Need help with NextDNS update issue

KiwiGuy · January 7, 2026, 6:21am

So, I’ve managed to get IPv6 working with NextDNS but am having issues with their MT updating config:

/tool fetch url=https://curl.se/ca/cacert.pem
/certificate import file-name=cacert.pem
/certificate set [find where name~"cacert"] trusted=yes

/ip dns static add name=dns.nextdns.io address=45.90.28.0
/ip dns static add name=dns.nextdns.io address=45.90.30.0
/ip dns static add name=dns.nextdns.io address=2a07:a8c0::
/ip dns static add name=dns.nextdns.io address=2a07:a8c1::

/ip dns set servers=45.90.28.0,45.90.30.0
/ip dns set use-doh-server=https://dns.nextdns.io/fda4c2 verify-doh-cert=yes

which, when entered returns:

> /tool fetch url=https://curl.se/ca/cacert.pem
      status: finished
  downloaded: 219KiB  
       total: 219KiB  
    duration: 0s      
[nuiadmin@Home Router AX] > ress=45.90.28.0
syntax error (line 1 column 5)
[nuiadmin@Home Router AX] > /ip dns static add name=dns.nextdns.io address=45.90.30.0
[nuiadmin@Home Router AX] > /ip dns static add name=dns.nextdns.io address=2a07:a8c0::
[nuiadmin@Home Router AX] > /ip dns static add name=dns.nextdns.io address=2a07:a8c1::
[nuiadmin@Home Router AX] > 
[nuiadmin@Home Router AX] > /ip dns set servers=45.90.28.0,45.90.30.0

It adds the DNS settings, but i think it has something to do with certificates. But that’s just a stab in the dark.
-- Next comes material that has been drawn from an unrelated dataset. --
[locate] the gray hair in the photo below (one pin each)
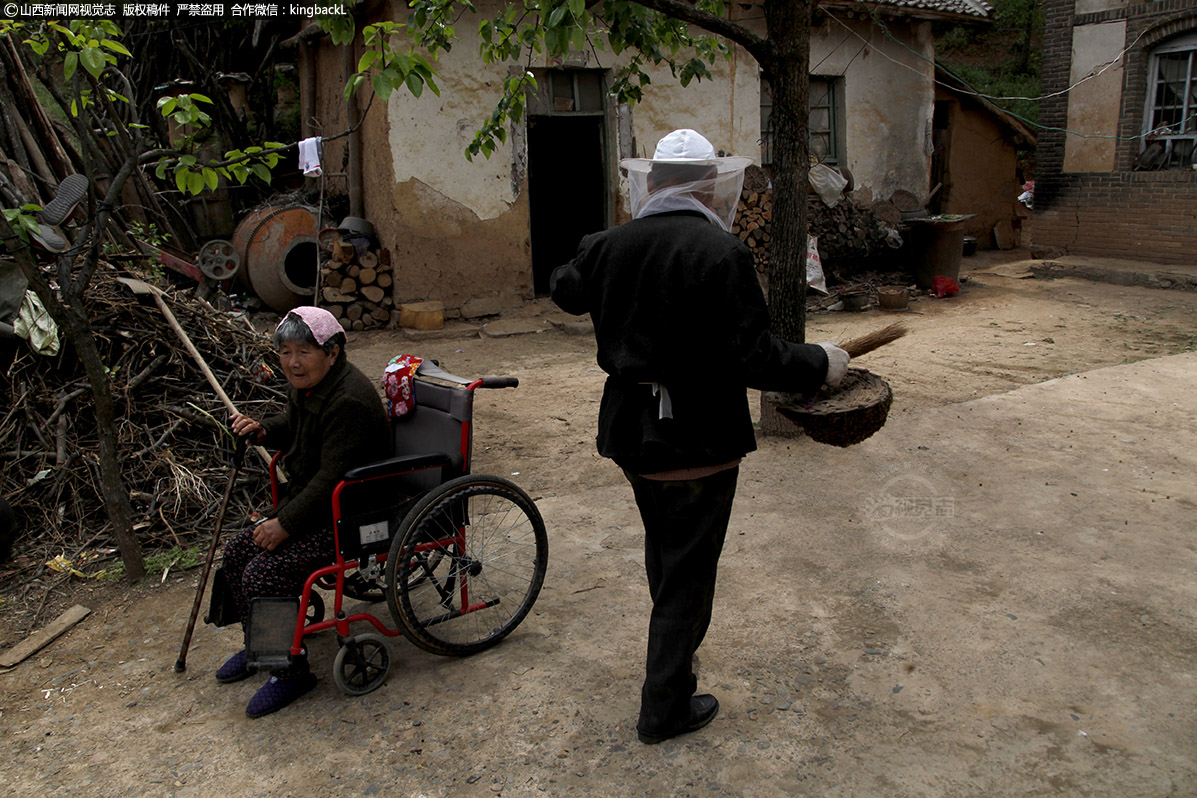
(293, 329)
Hopefully someone will be able to help.

Cheers.

tangent · January 7, 2026, 6:33am

As of the past few RouterOS releases, you no longer need to add a third-party cert bundle. The default cert set should be fine for this:

/certificate settings
set builtin-trust-store=container,dns

Also, your IPv6 static addresses should be the special per-client ones that identify you to NextDNS. (2a07:a8c0::XX:YYYY)

I would also drop the IPv4 ones for this same reason: any time you fall back to that address, you fall into the generic client bucket, which prevents NextDNS from doing the things you have configured it to do anytime your public IP changes on them.
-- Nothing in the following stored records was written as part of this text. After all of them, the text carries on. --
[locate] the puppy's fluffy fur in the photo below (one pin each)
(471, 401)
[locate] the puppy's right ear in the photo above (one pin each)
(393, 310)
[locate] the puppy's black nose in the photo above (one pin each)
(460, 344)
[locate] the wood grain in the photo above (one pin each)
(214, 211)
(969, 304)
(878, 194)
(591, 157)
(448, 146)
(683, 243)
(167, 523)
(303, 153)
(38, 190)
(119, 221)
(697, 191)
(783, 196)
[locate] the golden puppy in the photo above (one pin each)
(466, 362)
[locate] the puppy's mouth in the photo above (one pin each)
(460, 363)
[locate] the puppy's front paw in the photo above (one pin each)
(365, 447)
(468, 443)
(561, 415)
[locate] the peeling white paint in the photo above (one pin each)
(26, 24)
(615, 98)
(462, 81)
KiwiGuy · January 7, 2026, 6:49am

Thanks for this, but this was returned:

/certificate/settings> set builtin-trust-store=container,dns
expected end of command (line 1 column 5)

I have an IPv4 script that I’ve run successfully when I point NextDNS to DuckDNS. The script is as follows:

:local duckdnsToken "xxxxxxx"
:local duckdnsHostname "xxxxxx"

:global previousIP ""

/tool fetch url="https://api.ipify.org" mode=https dst-path=mypublicip.txt
:local currentIP [/file get mypublicip.txt contents]
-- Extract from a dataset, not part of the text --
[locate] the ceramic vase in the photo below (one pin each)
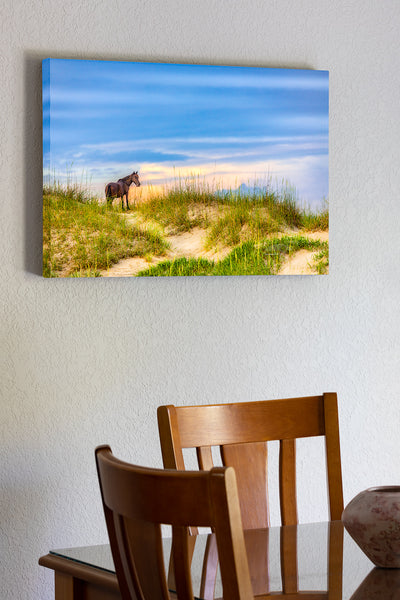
(372, 519)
:log info "Fetched current IP as $currentIP"

:if ($currentIP != $previousIP) do={
    :log info "DuckDNS: Update needed"
    :set previousIP $currentIP

    :local url "https://www.duckdns.org/update?domains=$duckdnsHostname&token=$duckdnsToken&ip=$currentIP"
    /tool fetch url=($url) mode=https dst-path=("/net_duckdns.txt")
    :delay 2
    :local reply [/file get net_duckdns.txt contents]
    :log info "DuckDNS update complete. Reply: $reply"
} else {
    :log info "DuckDNS: No update needed"
}

Can this be modified for both IPv4 and 6? If so, how? I think I’d prefer this way as opposed to the other.

KiwiGuy · January 7, 2026, 9:08am

Ai to the rescue! Script redone and working great.